Prevention and Management of Discolored Tooth Preparations

One possible complication when performing esthetic dentistry is the staining of a tooth preparation underneath a ceramic crown. The discoloration of the tooth may appear through the ceramic restoration, leading to an unfavorable esthetic outcome. Two possible causes of tooth discoloration include discoloration of a tooth preparation following endodontic treatment or following contamination with ferric sulfate hemostatic agent.

Tooth discoloration following endodontic treatment

The various materials used during the course of endodontic treatment, such as intra-canal irrigants, medicaments, endodontic fillings materials and cements, all possess the ability to stain the tooth structure under the right conditions. Sodium hypochlorite, a very commonly used irrigant has been shown to cause staining when used with other irrigating agents, most notably chlorhexidine (CHX).

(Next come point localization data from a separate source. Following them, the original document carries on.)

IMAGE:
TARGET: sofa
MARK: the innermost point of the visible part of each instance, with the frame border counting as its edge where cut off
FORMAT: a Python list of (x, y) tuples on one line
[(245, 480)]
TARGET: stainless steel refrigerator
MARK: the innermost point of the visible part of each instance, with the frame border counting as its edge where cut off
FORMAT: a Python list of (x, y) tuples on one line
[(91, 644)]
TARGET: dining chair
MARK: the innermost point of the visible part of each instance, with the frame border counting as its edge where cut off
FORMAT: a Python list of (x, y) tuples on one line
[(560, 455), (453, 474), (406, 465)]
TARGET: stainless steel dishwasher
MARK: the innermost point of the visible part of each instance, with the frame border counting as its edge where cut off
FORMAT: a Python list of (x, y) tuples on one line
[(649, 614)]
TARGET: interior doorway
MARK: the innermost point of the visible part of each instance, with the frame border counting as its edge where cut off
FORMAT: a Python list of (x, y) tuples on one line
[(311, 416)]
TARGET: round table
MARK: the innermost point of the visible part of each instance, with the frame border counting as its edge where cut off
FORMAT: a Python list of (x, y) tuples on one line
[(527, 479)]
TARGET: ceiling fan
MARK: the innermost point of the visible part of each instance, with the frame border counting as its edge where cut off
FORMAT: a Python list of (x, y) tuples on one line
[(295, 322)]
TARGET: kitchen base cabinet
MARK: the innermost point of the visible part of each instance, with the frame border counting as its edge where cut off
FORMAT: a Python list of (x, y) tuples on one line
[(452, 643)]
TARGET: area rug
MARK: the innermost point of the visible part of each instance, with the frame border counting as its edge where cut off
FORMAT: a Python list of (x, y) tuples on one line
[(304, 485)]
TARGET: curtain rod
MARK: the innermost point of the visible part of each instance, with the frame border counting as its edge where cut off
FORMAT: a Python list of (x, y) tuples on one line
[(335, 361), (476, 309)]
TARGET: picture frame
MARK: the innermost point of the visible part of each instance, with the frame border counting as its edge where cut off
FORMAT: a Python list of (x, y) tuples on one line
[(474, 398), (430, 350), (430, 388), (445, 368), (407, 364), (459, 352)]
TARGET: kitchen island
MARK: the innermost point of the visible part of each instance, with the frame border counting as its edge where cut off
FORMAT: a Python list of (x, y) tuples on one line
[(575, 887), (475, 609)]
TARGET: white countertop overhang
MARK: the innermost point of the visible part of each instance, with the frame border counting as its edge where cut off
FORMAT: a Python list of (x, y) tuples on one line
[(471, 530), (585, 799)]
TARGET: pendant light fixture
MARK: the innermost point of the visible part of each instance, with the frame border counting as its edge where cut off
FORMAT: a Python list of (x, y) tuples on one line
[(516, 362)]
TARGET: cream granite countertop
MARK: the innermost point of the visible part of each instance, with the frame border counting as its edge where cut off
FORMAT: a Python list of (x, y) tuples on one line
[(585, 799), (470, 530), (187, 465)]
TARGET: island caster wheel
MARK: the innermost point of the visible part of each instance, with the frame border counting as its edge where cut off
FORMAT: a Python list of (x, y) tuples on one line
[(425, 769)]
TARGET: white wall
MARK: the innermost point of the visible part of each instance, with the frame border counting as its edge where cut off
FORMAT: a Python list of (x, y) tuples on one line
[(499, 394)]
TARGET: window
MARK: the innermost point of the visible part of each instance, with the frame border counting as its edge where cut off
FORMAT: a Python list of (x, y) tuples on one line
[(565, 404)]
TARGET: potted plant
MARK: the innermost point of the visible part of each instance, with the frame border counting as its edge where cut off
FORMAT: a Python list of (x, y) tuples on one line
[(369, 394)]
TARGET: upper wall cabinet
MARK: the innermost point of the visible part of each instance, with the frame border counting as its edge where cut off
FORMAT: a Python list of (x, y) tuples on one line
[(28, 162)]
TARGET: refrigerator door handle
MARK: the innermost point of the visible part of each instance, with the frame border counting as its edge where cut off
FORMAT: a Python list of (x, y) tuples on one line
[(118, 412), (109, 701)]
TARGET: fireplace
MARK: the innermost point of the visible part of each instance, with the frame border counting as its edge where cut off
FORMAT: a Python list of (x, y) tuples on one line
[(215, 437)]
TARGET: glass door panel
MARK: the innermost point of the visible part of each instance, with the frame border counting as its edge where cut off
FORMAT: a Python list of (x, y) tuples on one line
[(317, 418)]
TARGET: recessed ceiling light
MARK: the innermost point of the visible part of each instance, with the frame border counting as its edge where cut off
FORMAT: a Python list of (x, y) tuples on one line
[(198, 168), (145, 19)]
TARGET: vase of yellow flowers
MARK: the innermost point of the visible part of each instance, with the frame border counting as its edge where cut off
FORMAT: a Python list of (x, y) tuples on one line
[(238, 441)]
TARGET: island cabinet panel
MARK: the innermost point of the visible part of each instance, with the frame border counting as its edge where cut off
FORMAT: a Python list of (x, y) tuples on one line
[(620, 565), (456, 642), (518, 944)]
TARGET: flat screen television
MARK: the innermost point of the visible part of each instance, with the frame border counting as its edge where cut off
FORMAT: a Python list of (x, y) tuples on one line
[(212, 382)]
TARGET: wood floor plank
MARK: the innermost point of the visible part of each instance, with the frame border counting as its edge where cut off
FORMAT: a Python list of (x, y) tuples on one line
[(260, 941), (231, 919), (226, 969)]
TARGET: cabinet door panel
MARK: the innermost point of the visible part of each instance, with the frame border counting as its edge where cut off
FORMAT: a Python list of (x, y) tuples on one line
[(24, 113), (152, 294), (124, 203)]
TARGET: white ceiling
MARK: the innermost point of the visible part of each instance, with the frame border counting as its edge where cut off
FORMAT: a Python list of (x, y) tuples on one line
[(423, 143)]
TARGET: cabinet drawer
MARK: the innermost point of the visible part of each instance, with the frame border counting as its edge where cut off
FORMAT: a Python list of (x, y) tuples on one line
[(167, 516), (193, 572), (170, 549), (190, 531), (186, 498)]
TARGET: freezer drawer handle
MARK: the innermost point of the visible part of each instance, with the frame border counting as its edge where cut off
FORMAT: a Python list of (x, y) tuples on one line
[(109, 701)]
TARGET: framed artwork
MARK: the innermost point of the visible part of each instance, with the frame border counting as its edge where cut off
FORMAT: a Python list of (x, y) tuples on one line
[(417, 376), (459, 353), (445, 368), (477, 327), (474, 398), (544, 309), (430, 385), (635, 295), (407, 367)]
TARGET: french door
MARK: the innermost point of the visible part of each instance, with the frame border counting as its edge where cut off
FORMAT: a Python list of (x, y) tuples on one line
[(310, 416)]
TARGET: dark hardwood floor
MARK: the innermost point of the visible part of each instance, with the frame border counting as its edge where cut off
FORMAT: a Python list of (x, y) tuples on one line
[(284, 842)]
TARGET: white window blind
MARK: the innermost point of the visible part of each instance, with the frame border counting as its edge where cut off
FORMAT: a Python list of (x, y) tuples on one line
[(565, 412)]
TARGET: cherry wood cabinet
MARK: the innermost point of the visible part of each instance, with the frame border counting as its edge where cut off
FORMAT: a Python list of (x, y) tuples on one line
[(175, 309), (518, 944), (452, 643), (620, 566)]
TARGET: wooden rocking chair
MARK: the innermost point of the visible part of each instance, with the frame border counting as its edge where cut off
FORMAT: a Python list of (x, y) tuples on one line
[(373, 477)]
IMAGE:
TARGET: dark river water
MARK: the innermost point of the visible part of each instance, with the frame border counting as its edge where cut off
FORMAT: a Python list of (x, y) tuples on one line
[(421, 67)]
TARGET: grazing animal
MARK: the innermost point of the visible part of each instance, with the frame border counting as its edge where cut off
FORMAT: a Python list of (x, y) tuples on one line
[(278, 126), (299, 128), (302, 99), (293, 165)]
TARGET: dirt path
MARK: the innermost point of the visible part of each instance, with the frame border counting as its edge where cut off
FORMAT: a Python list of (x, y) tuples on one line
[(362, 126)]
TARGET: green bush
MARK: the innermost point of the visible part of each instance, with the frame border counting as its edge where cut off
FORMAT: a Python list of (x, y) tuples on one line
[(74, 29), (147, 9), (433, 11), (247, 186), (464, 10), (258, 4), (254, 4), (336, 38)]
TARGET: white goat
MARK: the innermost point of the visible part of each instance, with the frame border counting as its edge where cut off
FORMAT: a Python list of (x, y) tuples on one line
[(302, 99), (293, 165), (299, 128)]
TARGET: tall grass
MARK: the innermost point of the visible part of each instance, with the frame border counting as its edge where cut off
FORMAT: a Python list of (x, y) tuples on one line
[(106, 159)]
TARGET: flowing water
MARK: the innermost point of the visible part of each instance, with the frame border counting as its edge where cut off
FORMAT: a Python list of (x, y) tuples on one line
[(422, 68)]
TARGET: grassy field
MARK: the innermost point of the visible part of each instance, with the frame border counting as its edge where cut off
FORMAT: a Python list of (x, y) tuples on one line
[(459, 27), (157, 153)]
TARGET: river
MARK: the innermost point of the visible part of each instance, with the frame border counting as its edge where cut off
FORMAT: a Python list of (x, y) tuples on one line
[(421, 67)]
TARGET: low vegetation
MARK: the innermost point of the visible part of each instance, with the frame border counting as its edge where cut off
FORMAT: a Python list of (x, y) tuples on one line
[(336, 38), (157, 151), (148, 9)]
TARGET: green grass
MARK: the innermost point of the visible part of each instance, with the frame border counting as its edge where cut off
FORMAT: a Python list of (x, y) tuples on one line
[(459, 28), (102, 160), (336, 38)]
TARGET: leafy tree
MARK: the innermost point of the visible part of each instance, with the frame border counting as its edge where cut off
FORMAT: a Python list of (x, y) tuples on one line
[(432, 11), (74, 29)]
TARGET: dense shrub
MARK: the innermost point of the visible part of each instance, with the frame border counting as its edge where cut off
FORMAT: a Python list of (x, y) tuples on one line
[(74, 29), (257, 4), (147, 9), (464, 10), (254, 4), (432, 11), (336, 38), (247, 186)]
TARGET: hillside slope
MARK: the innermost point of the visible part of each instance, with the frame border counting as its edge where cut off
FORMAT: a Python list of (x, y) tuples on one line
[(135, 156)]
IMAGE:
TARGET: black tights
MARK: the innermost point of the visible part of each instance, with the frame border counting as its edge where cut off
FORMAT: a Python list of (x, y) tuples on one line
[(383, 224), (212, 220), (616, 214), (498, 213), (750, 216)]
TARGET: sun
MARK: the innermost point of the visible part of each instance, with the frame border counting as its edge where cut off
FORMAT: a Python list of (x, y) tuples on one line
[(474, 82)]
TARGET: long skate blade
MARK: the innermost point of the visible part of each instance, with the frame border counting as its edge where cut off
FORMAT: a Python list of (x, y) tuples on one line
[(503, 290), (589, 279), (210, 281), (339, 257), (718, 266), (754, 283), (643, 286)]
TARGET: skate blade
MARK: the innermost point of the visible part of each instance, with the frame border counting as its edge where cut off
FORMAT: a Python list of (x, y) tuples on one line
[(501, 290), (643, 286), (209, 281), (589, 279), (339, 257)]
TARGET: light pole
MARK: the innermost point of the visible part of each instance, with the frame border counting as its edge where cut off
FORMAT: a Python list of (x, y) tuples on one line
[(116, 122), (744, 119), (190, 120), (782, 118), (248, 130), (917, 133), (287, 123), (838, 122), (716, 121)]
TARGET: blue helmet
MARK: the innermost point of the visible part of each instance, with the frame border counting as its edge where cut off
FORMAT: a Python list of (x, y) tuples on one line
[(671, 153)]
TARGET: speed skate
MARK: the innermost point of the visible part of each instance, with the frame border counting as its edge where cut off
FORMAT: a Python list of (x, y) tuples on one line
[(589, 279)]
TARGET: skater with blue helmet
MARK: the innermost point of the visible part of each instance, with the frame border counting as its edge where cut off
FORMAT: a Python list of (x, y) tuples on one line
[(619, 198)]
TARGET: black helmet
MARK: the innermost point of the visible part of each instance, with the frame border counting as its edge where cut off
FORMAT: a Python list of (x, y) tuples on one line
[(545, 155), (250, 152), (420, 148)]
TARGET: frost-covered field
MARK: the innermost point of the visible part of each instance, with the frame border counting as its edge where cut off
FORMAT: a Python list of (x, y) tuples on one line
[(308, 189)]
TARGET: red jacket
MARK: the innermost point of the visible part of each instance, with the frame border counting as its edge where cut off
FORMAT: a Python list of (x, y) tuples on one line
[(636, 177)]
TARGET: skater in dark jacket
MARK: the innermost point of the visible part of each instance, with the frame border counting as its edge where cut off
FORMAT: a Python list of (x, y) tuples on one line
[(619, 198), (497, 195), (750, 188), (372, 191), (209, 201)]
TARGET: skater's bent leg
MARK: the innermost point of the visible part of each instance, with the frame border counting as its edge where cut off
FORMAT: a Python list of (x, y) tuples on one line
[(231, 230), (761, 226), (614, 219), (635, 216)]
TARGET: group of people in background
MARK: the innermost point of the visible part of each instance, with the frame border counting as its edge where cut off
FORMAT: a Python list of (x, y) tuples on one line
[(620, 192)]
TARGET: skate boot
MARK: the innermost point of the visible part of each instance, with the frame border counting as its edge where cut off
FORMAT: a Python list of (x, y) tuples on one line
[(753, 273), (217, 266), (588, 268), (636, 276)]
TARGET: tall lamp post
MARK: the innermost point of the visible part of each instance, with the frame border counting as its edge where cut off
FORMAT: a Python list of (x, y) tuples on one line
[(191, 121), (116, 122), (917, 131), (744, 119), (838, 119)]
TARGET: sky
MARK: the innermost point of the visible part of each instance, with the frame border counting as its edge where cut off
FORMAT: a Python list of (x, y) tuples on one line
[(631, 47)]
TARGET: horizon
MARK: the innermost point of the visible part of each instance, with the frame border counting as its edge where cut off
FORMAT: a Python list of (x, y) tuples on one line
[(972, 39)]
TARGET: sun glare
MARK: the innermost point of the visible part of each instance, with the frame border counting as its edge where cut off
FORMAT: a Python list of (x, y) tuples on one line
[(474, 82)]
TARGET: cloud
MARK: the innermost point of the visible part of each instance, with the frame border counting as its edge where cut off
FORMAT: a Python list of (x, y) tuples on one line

When used with CHX (gel or solution), the interaction results in the formation of a dark brown precipitate, which stains dentin and is also carcinogenic.^1,2 Sodium hypochlorite also reacts with MTAD, which is a mixture of a tetracycline, an acid (commonly citric acid), and a detergent (causing brown and red-purple to yellow stains) or citric acid (causing white precipitate).¹ When EDTA is mixed with sodium hypochlorite there is no precipitate, however, when it is mixed with CHX, a cloudy blue hue is formed (Fig. 1). Various measures can be taken to prevent staining, such as incorporating a thorough rinse between each agent. Saline, sterile water, absolute alcohol, and sodium ascorbate have all been suggested as potential rinsing agents.¹

Fig. 1

Left to right: a solution of sodium hypochlorite mixed with EDTA, a solution of 2% chlorhexidine mixed with EDTA, a solution of sodium hypochlorite mixed with 2% chlorhexidine.

Intra-canal medicaments lead to staining if left in the pulp chamber for longer than required. Leadermix and triple antibiotic paste, the two most used medicaments, both contain tetracyclines and cause grey-brown and blueish-grey stains respectively.¹ Both grey and white MTA have been shown to stain the tooth structure grey if they contain bismuth oxide as their radiopacifier. However, there are some brands of MTA-based materials which have shown a lower incidence of staining, such as Biodentine (Septodont) and Endosequence Root Repair Material (Brasseler).³ Other medicaments that cause staining include formocresol and iodoform-based products.¹

Gutta-percha is the most often used core filling material and causes a light pink discoloration. Of the different cements used in root canals, most cause a grey (AH-26, Sealapex, Kerr pulp canal sealer) or orange-pink (Grossman zinc oxide and eugenol, Tubli-Seal, Roth’s 801) stain.¹ Use of metallic materials such as pins, posts, and amalgam in post-endodontic therapy can also cause staining. It’s important to note that all these intra-canal agents cause staining only if left in the pulp chamber or in any portion of the tooth coronal to the gingival margin. The best way to avoid staining is to ensure that no material is left coronal to the root canals during treatment and immediate and thorough removal of them if it does.¹

The most commonly seen discoloration, however, is the one seen with improper access cavity preparation which leaves behind remnants of the pulp tissue, especially in the pulp horns. The red blood cells in this tissue break down into hemosiderin or hematin which release iron. This iron reacts with hydrogen sulfide to form ferric sulfide, which is a black precipitate and leads to grey discoloration of the tooth structure.¹

Staining caused by endodontic procedures may be treated with internal bleaching (Figs. 2-4) either prior tooth preparation, following tooth preparation, or in place of tooth preparation.

Fig. 2

The left maxillary later incisor has experienced internal staining following endodontic treatment.

Fig. 3

The endodontic access opening was exposed and filled with sodium perborate and then covered with a provisional material in order to perform the internal bleaching technique.

Fig. 4

A moderate improvement in appearance was seen on the left maxillary lateral incisor following 3 weeks of internal bleaching (new sodium perborate every week)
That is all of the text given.